Anyways, that’s what they did and hitherto mother was paired with Lanky Ginger Twit (LGT).
Apparently, all was going reasonably ok until a canter was requested and LGT fell to his knees crying for salvation (or forgot where his feet were) and sent mother flying through the air like a human sling shot, face first into the ground. Now to be fair it had to be at a fair force as she shattered her riding hat, and well, her face.

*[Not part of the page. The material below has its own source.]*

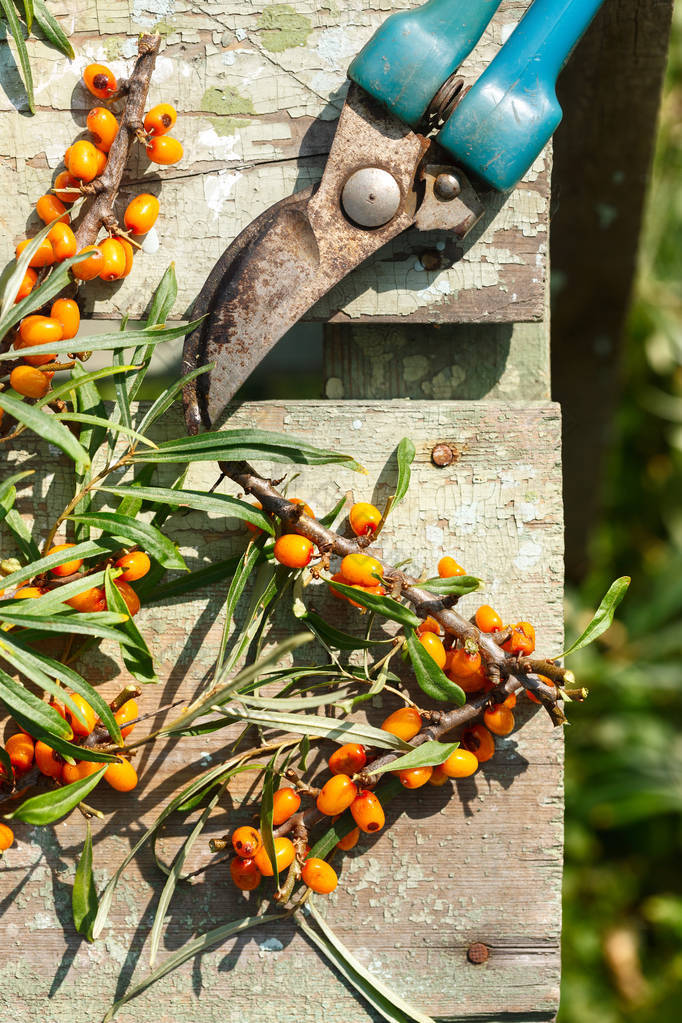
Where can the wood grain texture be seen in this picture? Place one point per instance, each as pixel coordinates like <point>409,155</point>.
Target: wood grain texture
<point>259,87</point>
<point>479,863</point>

Not that she knew that at the time because, being mother and possessing an IQ only truly rivalled by garden tools, she picked herself up off the floor, drove Barbie Boy home in the trailer, turned him out, went home and made mini-mother some lunch and then realised that her head was very swollen and for once that wasn’t a figurative observation about her ego…
By the time she had convinced minor injuries that she didn’t need to go to A&E and yes, the horse she fell off was indeed under the fall from height threshold they had stipulated (which if they’d bothered to actually look would have made it a Shetland and a stunted one at that) her face was resembling a map of somewhere you really wouldn’t want to go. The net result of the 20 billioneth X-ray she has had on her broken corpse revealed a fractured nose and more bruises than typically seen at a Turkish “spa”, where miraculously teeth and noses come back totally different from before…
I can’t say that I am not a fan of the Karma bus, but to be fair, I didn’t expect her to go under it and it reverse over her twice. Even I feel sorry for her and that’s saying something. In all the years I have owned her, I have never damaged her this badly and as a result, I do feel me and this LGT need some serious words. After all, she’s my mother and if anyone is going to deck her it’s me…
As she is now out of action, at least until her head swelling goes down sufficiently for her to buy a new hat, the NCBL (new crazy boss lady) has carried on working me. Although to be fair, I got utterly confused the other day as she was lungeing Sooty in the school and so attuned was I to following her orders that I lunged myself in perfect harmony in the field – much to her amusement.
Yesterday we went out for another hack, but thankfully this time she brought along a wingperson/sacrifice to the gods in the shape of one of the mares from the yard – Mollie. This put me in a stunningly good mood; lovely day, lovely weather, nice hack, girl company and more than one option to throw to the tractors of terror, lest we see one. What’s there not to like?
After also seeing Cool New Shoes Man this week for some new dancing shoes, it’s fair to say I’m living my best life while the mothership is resembling a rotting roadkill raccoon. I am slightly perturbed (as is her human other half) that either of us take the blame for this rather barbaric facial reconstruction, so I’m after a copy of that album Hot Snot by Saggy and a very big badge that says “Wasn’t me” – can anyone help?